Of course, the EU’s Digital Operations Resilience Act (DORA) means that businesses in financial services are legally obliged to take resilience seriously, but Flavin said all organisations should be thinking about it.
“You’ve got to be well managed and you have to be prepared. You have got to be operationally resilient at all times, even if you can recover down the road,” he said.
When the day comes
The reality is, though, that the growing cyber security threat alone poses a challenge to any organisation that needs to stay up and running. As a result, Flavin said, recovery is about a lot more than backups.
“Our position is you can be as secure as you want, and you absolutely should invest in security, but you’re going to get hit,” he said.
“People get attacked, perhaps they aren’t breached, but the defences are attacked. Anyone that has a reasonable business, whether they have to be compliant or not, they want to get their business back,” he said.
Triangle, while agreeing that organisations have to spend on security, has a slightly different proposition, asking ‘what happens if?’
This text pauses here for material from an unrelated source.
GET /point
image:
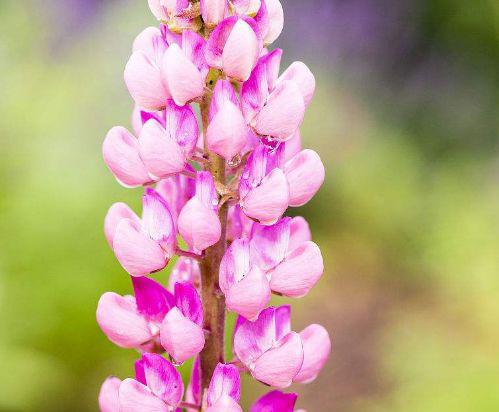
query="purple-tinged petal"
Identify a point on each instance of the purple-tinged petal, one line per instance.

The goal is to minimise downtime as much as possible, even in the face of an attack.
“What will you say to the board? Do you have a clean room environment, with clean data, that you can get up and running by 9 am tomorrow?”
In order to do this, a data feed is taken from production data, scanned by artificial intelligence (AI) to ensure it is free of threats, and then it is stored in an air-gapped vault.
However, this vault is not simply a repository for copies of data.
“If the AI detects a problem, it stops that and alerts you, so your process can be put to work. You then run your clean room as your production environment until such time as the production environment is found to be clean.”
This approach is more valuable than backups, as it is a fully functional production environment, Flavin said.
“It’s a minimal viable company, but it means you’re not going to be sitting on your hands for a week. It’s not a static record of your data.”